Confesiones de un no tan joven novelista

—Cuándo era niño ¿qué quería ser de mayor?
—Antes de los cinco años, conductor de tranvía, porque siempre que subía a uno me fascinaba la maleta tan bonita que tenía, con todos los billetes dentro. Mi editora, hace veinte años, encontró una maleta de esas y me la regaló. Luego quise ser oficial del ejército, crecí en la época fascista. Andaba como un soldado por la calle, digamos que hasta los ocho o nueve años. Luego ya quise ser periodista. Pero me inscribí en la Facultad de Filosofía, aunque no me veía haciendo carrera universitaria, me parecía algo muy complejo, buscaba trabajo en editoriales con la idea de, a los 40-45 años, hacerme profesor sin mucho compromiso.

—Nadie se cree que un libro de Umberto Eco se lea en dos tardes.
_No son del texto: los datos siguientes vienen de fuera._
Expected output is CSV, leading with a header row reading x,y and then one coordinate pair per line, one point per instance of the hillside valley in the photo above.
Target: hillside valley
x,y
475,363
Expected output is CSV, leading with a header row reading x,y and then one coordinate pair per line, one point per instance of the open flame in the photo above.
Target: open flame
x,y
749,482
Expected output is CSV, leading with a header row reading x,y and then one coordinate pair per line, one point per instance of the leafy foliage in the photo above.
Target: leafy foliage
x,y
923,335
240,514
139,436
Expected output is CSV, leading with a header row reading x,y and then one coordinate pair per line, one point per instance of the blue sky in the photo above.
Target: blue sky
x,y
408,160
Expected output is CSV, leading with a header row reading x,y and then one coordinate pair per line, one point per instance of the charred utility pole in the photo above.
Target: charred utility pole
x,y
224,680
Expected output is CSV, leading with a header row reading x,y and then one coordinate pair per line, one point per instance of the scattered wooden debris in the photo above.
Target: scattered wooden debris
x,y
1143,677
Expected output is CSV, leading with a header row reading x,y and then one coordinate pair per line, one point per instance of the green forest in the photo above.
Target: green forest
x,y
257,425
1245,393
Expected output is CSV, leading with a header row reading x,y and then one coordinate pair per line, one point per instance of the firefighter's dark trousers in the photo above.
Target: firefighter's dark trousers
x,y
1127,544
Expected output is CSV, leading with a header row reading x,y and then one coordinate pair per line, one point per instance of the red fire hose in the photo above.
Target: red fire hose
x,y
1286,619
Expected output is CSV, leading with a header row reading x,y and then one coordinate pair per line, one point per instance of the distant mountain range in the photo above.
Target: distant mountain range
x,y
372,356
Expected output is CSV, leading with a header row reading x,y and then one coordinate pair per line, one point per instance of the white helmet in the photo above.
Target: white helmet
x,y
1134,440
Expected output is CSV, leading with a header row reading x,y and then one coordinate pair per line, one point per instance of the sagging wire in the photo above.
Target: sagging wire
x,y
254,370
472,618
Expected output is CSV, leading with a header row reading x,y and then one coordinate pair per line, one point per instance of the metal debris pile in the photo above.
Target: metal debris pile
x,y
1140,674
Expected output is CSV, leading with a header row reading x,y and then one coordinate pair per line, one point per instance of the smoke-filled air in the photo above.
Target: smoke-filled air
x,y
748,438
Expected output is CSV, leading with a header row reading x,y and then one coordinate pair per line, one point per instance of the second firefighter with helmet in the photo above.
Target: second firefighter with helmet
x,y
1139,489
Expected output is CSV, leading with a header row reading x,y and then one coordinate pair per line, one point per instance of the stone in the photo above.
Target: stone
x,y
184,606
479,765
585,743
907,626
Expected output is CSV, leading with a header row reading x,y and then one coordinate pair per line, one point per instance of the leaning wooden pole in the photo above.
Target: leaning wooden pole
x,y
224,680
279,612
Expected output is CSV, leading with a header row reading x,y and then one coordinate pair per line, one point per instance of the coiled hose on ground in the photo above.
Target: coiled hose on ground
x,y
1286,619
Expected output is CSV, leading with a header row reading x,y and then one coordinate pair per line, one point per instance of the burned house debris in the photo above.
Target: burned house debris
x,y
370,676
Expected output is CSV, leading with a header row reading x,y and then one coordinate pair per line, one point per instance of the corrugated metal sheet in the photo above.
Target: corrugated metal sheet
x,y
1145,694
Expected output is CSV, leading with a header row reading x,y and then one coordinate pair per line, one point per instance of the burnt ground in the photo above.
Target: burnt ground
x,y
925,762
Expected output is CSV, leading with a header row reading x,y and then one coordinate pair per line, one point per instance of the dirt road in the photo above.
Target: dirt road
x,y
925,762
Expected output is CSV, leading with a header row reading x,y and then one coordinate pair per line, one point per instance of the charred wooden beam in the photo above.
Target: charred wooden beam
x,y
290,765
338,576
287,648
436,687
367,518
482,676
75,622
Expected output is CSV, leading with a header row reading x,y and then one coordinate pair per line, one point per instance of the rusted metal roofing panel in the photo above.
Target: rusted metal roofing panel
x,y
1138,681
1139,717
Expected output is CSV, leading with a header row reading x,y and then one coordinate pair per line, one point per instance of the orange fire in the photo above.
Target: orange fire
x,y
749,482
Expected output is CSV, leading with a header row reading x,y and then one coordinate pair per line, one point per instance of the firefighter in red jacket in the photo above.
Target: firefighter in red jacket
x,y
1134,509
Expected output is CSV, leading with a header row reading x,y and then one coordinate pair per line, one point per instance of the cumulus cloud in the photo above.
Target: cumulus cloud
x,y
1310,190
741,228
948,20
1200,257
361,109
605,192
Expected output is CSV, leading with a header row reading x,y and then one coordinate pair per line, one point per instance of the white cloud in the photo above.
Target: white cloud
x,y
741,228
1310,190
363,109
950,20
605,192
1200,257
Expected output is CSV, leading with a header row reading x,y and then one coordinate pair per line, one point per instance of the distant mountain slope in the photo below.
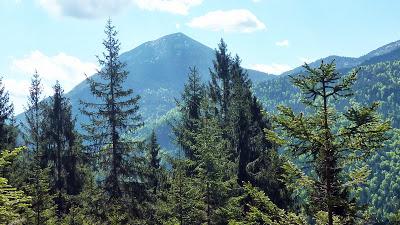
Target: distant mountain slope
x,y
384,53
158,70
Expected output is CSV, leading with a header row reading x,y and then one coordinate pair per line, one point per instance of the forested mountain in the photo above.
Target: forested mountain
x,y
157,71
174,132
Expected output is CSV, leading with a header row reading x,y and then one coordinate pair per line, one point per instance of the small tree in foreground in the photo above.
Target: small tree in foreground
x,y
332,140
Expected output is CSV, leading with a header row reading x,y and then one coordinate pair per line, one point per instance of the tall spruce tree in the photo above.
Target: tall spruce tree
x,y
62,147
38,183
221,82
190,111
7,130
153,151
331,139
114,113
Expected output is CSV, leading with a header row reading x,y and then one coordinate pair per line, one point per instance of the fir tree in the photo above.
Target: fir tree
x,y
63,149
37,184
7,129
332,140
153,151
190,112
14,204
113,114
221,82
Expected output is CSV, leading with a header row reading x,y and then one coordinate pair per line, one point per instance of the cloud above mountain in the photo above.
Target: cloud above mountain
x,y
100,8
172,6
274,68
283,43
237,20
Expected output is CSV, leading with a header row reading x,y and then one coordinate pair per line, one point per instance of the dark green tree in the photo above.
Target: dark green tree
x,y
7,129
332,140
154,159
221,82
14,203
190,112
37,184
114,113
62,149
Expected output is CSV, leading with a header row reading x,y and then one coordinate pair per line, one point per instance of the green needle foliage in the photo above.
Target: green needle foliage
x,y
14,204
332,141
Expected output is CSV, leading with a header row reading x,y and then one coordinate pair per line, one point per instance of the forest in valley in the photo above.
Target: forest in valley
x,y
326,150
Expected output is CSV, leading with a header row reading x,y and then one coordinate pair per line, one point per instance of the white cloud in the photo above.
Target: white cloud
x,y
237,20
101,8
84,8
273,68
283,43
172,6
69,70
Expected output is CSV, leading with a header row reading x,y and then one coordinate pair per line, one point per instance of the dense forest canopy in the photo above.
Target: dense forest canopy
x,y
318,147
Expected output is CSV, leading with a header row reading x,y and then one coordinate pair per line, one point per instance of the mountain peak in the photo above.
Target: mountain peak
x,y
383,50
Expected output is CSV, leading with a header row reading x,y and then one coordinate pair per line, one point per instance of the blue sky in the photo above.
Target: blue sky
x,y
60,38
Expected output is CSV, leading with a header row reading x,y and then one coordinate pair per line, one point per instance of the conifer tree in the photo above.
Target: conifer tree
x,y
190,109
221,82
185,196
7,130
114,113
63,149
14,204
331,139
38,184
153,151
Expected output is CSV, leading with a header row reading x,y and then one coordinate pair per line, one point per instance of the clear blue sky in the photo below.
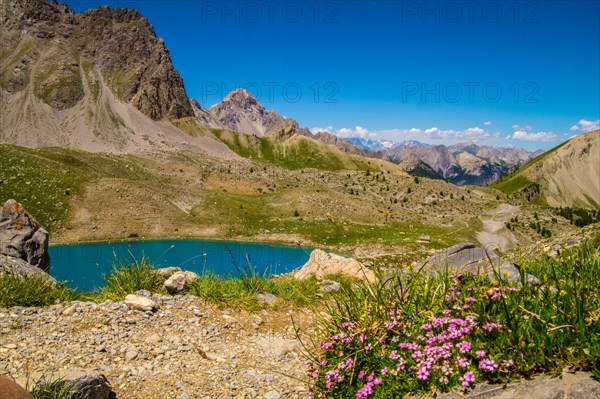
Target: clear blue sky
x,y
523,73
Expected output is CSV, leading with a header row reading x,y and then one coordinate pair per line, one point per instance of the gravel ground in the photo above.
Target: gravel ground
x,y
186,349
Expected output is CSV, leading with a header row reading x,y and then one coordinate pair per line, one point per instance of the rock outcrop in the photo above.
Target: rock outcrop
x,y
63,50
139,302
322,264
20,268
467,258
241,112
80,385
22,237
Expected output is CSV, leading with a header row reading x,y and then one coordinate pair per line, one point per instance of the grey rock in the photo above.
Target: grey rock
x,y
20,268
145,293
467,258
273,395
22,237
176,283
329,286
266,297
90,386
139,302
424,239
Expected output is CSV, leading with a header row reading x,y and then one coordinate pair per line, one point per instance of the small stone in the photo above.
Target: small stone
x,y
273,395
92,386
167,272
176,283
70,310
266,297
139,302
329,286
131,355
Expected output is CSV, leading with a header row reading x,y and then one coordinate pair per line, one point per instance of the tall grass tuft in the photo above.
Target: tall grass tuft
x,y
56,389
127,278
31,291
425,334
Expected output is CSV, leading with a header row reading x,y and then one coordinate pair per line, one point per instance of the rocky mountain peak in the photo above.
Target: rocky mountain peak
x,y
242,98
240,111
67,51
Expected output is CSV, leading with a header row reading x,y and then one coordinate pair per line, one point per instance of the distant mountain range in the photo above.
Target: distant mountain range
x,y
60,85
567,175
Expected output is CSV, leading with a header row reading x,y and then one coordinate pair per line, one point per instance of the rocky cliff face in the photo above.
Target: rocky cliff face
x,y
241,112
61,56
23,242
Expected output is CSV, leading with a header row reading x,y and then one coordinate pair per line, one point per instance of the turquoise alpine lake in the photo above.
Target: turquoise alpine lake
x,y
82,266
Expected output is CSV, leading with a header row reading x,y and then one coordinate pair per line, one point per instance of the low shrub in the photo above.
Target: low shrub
x,y
31,291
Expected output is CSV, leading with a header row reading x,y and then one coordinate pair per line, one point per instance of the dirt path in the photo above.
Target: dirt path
x,y
494,233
Este último, Número cero, no parece escrito por usted…
—Mis novelas anteriores eran sinfonías, este es un solo de Charlie Parker. Lo mejor fue la llamada de mi editor francés, que me hizo mucha ilusión: “Umberto, ¡esta novela parece escrita por un jovencito!”. Mis novelas anteriores me tomaron al menos seis años de trabajo cada una, pero esta se basa en experiencias personales, en noticias políticas fáciles de encontrar y solo me ha ocupado durante un año.

 

(Fragmento de la entrevista publicada en la revista Bocas del diario El Tiempo de Bogotá).